SWITZERLAND - The second chamber of the Swiss parliament has criticised its fellow parliamentarians for rushing a reform of the pension system.

In today's session, the smaller chamber rejected a bill which would have seen a cut in the conversion rate for annuities (Umwandlungssatz) to 6.9% by 2008 from the current 7.1%. An earlier revision of the pension law had suggested a cut to 6.8% by 2014 only.

This means in seven years time a Swiss person with CHF500,000 (€302,000) in pension assets will get an annual pension of CHF34,000 instead of the CHF35,500 they would get today. This means the money saved for retirement will last longer but also the monthly pension benefit will decrease.

The second chamber supported the argument suggesting the rate needs to be cut as Swiss people are living longer and returns on pension fund capital is slightly lower than expected.

However, they voted 22 to 11 against speeding up the reform process and also opposed a suggestion to decrease it even further to 6.4% by 2011. This further reduction will now take place after 2014.

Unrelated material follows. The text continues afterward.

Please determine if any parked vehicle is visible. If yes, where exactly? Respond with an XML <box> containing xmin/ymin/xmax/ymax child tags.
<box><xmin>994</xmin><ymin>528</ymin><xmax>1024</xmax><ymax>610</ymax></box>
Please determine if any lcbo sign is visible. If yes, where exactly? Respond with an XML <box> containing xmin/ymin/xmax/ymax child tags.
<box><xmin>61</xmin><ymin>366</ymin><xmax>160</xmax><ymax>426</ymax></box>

The bill will now remain untouched until after the parliamentary elections in October this year.

Swiss unions in April said they would organise a national referendum should parliament pass the bill. As a referendum is binding on parliament, the law could then only have taken effect if a majority of the Swiss voters approved.

Unions argued the returns for Swiss Pensionskassen of 12.6% in 2005 and 6.6% in 2006 were better than government estimates so there was therefore no need to cut the conversion rate.

In today's session, the second chamber confirmed the completion of a deal, agreed in January, which will see the neighbouring state of Liechtenstein link to the Swiss pension protection fund.